Toutes les personnes interrogées ont affirmé avoir été renvoyées de force dans leur pays d’origine après avoir été dépouillées de leurs biens – vêtements, épargne bancaire, téléviseurs, appareils électroniques, tous types de permis, de certificats et de diplômes, dossiers médicaux, et parfois les preuves de leur identité légale.

Une infirmière camerounaise a déclaré : « Tous mes papiers, mon diplôme, mon permis de conduire, tout est resté aux Émirats arabes unis. Notre argent à la banque – car nous travaillons, et nous investissons – notre argent est resté là-bas. Absolument tout. Nous sommes rentrés munis de nos seuls passeports. »
Cinq personnes ont raconté que les autorités émiriennes avaient falsifié des résultats négatifs de tests PCR au COVID-19, exigés pour voyager à l’international, alors qu’en fait elles n’avaient pas été testées depuis des semaines avant leur expulsion. Amnesty International a pu examiner trois faux documents de tests, qui portent l’en-tête de la direction générale de la police d’Abou Dhabi et ne sont pas signés par un médecin.

« Les Émirats arabes unis sont tenus de respecter les obligations inscrites dans le droit international coutumier et relatif aux traités interdisant la discrimination raciale et les renvois forcés massifs »

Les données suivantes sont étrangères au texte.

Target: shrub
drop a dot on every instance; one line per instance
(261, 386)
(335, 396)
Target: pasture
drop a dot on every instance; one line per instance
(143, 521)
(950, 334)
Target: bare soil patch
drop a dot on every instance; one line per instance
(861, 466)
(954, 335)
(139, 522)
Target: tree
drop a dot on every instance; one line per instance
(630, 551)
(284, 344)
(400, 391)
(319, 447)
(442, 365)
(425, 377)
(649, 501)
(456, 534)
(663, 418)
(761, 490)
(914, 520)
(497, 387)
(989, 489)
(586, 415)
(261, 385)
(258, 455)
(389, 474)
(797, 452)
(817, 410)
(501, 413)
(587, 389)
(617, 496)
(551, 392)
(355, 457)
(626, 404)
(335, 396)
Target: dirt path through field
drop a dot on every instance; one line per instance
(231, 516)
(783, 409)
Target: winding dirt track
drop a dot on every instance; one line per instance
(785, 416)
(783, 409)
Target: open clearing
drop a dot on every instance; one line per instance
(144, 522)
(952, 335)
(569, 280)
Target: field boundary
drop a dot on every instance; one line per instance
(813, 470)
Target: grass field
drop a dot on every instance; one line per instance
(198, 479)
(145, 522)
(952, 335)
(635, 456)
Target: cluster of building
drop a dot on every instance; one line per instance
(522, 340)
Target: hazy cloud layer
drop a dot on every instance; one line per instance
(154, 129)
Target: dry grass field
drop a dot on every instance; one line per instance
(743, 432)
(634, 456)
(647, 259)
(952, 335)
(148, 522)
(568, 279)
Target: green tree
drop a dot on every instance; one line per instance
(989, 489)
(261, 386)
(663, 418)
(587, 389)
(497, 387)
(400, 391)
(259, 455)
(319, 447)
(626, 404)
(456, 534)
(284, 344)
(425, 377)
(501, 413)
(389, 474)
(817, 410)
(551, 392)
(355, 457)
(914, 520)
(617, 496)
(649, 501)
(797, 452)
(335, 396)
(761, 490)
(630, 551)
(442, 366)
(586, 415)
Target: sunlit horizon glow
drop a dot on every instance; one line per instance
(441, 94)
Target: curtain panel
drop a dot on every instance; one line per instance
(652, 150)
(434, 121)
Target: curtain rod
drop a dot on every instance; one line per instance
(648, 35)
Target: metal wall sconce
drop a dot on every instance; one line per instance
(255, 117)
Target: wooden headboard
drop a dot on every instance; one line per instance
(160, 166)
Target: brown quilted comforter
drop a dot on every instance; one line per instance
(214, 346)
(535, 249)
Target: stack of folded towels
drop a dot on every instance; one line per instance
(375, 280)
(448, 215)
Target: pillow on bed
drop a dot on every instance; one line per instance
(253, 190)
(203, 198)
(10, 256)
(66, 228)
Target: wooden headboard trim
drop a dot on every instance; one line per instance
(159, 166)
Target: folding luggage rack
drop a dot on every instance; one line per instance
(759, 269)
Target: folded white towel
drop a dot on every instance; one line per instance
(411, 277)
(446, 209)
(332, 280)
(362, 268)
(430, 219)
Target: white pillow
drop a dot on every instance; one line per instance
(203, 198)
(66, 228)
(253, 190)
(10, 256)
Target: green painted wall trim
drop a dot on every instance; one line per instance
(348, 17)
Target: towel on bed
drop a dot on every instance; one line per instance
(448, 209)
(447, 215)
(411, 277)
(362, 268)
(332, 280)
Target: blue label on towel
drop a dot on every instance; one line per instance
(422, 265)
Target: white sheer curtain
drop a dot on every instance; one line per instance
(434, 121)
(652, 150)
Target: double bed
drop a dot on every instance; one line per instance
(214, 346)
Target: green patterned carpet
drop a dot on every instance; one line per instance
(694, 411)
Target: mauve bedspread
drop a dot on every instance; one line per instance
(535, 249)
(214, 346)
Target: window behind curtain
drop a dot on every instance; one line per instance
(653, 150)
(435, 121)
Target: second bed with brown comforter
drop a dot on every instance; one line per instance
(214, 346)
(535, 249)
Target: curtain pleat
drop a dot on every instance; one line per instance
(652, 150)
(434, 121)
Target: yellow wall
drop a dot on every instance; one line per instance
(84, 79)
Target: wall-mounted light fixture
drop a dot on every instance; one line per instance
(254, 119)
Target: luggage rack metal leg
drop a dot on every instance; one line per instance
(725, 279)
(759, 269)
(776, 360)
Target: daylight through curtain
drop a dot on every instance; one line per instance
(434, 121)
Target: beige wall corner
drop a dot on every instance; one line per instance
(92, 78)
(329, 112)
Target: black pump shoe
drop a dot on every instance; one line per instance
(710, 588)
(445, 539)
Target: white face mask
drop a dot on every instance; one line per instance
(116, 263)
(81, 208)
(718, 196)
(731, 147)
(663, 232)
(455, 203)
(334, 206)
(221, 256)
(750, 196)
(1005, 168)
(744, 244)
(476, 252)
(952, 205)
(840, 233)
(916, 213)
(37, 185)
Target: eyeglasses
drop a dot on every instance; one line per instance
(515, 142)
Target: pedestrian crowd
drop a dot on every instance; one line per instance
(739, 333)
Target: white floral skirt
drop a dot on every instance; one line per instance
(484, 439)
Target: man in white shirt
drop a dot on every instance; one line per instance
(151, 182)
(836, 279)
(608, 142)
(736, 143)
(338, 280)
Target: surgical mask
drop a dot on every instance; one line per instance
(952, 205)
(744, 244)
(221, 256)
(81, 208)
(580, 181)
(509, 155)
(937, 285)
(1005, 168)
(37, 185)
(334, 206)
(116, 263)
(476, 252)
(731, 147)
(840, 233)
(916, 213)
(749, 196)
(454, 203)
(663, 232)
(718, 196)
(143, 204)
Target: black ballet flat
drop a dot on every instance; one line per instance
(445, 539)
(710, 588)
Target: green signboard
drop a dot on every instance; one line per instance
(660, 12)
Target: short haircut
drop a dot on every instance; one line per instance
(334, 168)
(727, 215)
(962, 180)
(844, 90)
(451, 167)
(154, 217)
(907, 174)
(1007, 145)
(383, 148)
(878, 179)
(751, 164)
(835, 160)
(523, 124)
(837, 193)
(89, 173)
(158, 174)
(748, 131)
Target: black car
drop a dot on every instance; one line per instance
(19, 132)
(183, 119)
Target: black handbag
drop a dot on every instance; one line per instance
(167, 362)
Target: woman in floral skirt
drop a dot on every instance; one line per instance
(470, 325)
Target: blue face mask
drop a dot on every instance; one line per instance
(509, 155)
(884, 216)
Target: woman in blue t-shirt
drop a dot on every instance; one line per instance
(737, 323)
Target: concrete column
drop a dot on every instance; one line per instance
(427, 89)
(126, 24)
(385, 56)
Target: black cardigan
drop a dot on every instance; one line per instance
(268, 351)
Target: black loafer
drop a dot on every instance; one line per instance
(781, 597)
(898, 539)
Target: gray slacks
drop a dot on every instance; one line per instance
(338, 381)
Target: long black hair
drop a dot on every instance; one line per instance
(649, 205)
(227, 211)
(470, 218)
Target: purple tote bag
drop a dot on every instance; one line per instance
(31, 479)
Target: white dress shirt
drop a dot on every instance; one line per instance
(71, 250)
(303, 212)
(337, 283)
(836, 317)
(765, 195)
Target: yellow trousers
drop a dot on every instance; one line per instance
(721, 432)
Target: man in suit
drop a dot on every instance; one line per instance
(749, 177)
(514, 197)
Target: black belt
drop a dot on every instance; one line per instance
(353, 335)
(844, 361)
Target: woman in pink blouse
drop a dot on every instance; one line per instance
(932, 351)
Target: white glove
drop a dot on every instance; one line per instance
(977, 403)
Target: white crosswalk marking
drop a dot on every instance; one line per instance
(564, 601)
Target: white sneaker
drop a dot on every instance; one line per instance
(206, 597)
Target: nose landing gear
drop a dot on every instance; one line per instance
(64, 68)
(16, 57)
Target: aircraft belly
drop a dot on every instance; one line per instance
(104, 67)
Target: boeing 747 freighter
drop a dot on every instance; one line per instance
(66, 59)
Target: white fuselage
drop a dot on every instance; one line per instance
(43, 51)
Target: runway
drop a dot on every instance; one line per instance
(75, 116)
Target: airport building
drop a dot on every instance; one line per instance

Sans aucune procédure légale et sans évaluation des cas individuels et des risques pour les personnes concernées, ces renvois s’apparentent à des expulsions collectives, qui sont prohibées par le droit international coutumier. Toute expulsion doit s’appuyer sur une évaluation individuelle, notamment du risque auquel est exposée une personne renvoyée vers un pays où elle risque de subir de graves violations des droits humains. Les personnes concernées doivent être informées des motifs de leur détention et de leur expulsion et autorisées à contester la légalité de ces mesures.

« Les autorités émiriennes doivent enquêter sur ces actes consternants en vue de restituer rapidement aux victimes leurs biens et de leur fournir des réparations pour le traitement honteux qui leur a été infligé avant leur expulsion. Les Émirats arabes unis sont tenus de respecter les obligations inscrites dans le droit international coutumier et relatif aux traités interdisant la discrimination raciale et les renvois forcés massifs », a déclaré Lynn Maalouf.